[Data Analysis] SQL Recipe for Data Analysis Tutorial #2 - Manipulating a single value
Goal
- Studying SQL for data analysis
- Practicing chapter 3rd in the book
- Studying SQL for Manipulating data
Practice
Book for studying
Title | 데이터 분석을 위한 SQL 레시피 |
---|---|
Author | Nagato Kasaki, Naoto Tamiya |
Translator | 윤인성 |
Publisher | 한빛미디어 |
Chapter | 3 |
Lesson | 5 |
- I’m gonna study basic SQL syntax and functions for data analysis
- I’m gonna study how to manipulate from a single value to multiple tables
- I’m gonna try to load test data on PostgreSQL and execute queries in the book
3.5. Manipulating a single value
3.5.1. Replace the code value with a label
- To replace the code value with some label to enhance the readability
Make sample table and data
- Create user master table which has 3 colums
- register_device column has 3 types of code data
- 1: Desktop
- 2: Smartphone
- 3: Application
-- Create user master table
CREATE TABLE mst_users(
user_id varchar(255)
, register_date varchar(255)
, register_device integer
);
-- Insert sample data
INSERT INTO mst_users
VALUES
('U001', '2020-08-26', 1)
, ('U002', '2016-08-26', 2)
, ('U003', '2016-08-27', 3)
;
commit;
-- Select sample data
SELECT *
FROM mst_users
;
Execute Query
- Use CASE clause
-- Query for replacing code with label
SELECT user_id
, CASE WHEN register_device = 1 THEN 'Desktop'
WHEN register_device = 2 THEN 'Smartphone'
WHEN register_device = 3 THEN 'Application'
-- ELSE (Default)
END AS device_name
FROM mst_users
;
3.5.2. Extract some factors from URL
Create access log table
- This table has 3 columns such as referrer and url
- There are several databases that have URL data type
-- DROP TABLE IF EXISTS access_log ;
-- Create access log table
CREATE TABLE access_log (
stamp varchar(255)
, referrer text
, url text
);
-- Insert sample data
INSERT INTO access_log
VALUES
('2020-01-27 12:02:00', 'https://www.other.com/path1/index.php?k1=v1&k2=v2#Ref1', 'http://www.example.com/video/detail?id=001')

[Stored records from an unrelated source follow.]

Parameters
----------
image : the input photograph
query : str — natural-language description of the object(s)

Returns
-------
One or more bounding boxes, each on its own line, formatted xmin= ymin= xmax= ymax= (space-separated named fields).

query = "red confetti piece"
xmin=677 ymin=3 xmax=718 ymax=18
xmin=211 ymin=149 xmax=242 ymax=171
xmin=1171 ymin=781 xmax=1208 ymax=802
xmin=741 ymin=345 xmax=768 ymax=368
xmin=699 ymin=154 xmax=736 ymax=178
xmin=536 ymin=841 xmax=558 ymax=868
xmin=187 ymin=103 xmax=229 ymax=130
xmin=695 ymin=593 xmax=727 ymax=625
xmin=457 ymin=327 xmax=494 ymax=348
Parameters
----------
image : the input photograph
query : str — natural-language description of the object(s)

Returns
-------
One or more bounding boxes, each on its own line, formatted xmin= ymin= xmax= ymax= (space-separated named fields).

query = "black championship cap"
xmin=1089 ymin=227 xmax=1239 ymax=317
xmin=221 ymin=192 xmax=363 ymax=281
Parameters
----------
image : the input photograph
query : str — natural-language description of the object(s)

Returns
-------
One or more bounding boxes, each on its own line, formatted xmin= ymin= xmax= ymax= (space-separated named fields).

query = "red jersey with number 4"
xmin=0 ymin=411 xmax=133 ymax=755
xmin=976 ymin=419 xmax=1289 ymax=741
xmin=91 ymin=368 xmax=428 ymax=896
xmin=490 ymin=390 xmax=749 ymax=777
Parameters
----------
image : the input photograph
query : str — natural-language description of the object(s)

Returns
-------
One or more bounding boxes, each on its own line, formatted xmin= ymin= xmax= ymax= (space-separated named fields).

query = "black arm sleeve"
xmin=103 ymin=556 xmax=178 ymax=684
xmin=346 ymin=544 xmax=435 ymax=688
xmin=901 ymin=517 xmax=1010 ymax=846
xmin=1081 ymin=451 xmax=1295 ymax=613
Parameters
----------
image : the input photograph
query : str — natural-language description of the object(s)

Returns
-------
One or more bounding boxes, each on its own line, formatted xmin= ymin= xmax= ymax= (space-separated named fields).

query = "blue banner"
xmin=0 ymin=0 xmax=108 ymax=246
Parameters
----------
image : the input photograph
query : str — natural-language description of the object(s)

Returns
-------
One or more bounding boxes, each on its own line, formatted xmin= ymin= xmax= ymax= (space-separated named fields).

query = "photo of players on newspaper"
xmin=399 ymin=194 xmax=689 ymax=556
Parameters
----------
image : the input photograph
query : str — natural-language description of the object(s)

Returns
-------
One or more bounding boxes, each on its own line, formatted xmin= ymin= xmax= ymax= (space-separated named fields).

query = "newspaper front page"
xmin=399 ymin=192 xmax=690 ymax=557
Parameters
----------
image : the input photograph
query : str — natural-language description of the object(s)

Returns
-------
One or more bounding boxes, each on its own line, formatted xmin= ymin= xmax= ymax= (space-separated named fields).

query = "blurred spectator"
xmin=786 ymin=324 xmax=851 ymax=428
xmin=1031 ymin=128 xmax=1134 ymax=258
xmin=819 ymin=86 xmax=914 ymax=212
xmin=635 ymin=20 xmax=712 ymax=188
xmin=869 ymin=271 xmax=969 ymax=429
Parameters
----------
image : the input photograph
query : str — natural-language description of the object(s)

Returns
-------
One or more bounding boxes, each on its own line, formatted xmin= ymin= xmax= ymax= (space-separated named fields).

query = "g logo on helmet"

, ('2020-01-27 12:02:01', 'https://www.other.net/path1/index.php?k1=v1&k2=v2#Ref1', 'http://www.example.com/video#ref' )
, ('2020-01-27 12:02:01', 'https://www.other.com/' , 'http://www.example.com/book/detail?id=002' )
;
commit;
-- Select sample data
SELECT *
FROM access_log
;
Extract the domain of a referrer
- Furthermore, Hive and BigQuery have the function hadling URL
- Unfortunately, you have to extract the domain by using regex expression if you are using other databases
HTTP referer : (a misspelling of referrer[1]) is an optional HTTP header field that identifies the address of the webpage (i.e. the URI or IRI) which is linked to the resource being requested. By checking the referrer, the new webpage can see where the request originated
-- Extract the domain of referrer
SELECT stamp
, substring(referrer from 'https?://([^/]*)') AS referrer_domain
-- if Redshift
-- , regexp_replace(regexp_substr(referrer, 'https?://[^/]*'), (https?://', '') AS referrer_domain
-- if Hive or SparkSQL
-- , parse_url(refferer, 'HOST') AS referrer_domain
-- if BigQuery
-- , host(referrer) AS referrer_domain
FROM access_log
;
Extract the path and query parameters from URL
-- Extract the path and query parameters from URL
SELECT stamp
, url
, substring(url from '//[^/]+([^?#]+)') AS path
, substring(url from 'id=([^%]*)') AS id
-- if Redshift
-- , regexp_replace(regexp_substr(referrer, '//[^/]+([^?#]+)'), '//[^/]+', '') AS path
-- , regexp_replace(regexp_substr(referrer, 'id=([^%]*)', 'id=', '') AS id
-- if Hive or SparkSQL
-- , parse_url(refferer, 'PATH') AS path
-- , parse_url(refferer, 'QUERY') AS id
-- if BigQuery
-- , parse_url(url, '//[^/]+([^?#]+)') AS path
-- , parse_url(url, 'id=([^%]*)') AS id
FROM access_log
;
3.5.3. Separate string into array
- There are many cases that you have to separate string by comma or space or anything else
- I’m gonna show path level from URL in access_log table
-- Extract path hierarchy
SELECT stamp
, url
, split_part(substring(url from '//[^/]+([^?#]+)'), '/', 2) AS path1
, split_part(substring(url from '//[^/]+([^?#]+)'), '/', 3) AS path2
-- if Redshift
-- , split_part(regexp_replace(regexp_substr(url, '//[^/]+([^?#]+'), '//[^/]+([^?#]+', ''), '/' 2) AS path1
-- , split_part(regexp_replace(regexp_substr(url, '//[^/]+([^?#]+'), '//[^/]+([^?#]+', ''), '/' 3) AS path2
-- if Hive or SparkSQL (Index number starts from 0)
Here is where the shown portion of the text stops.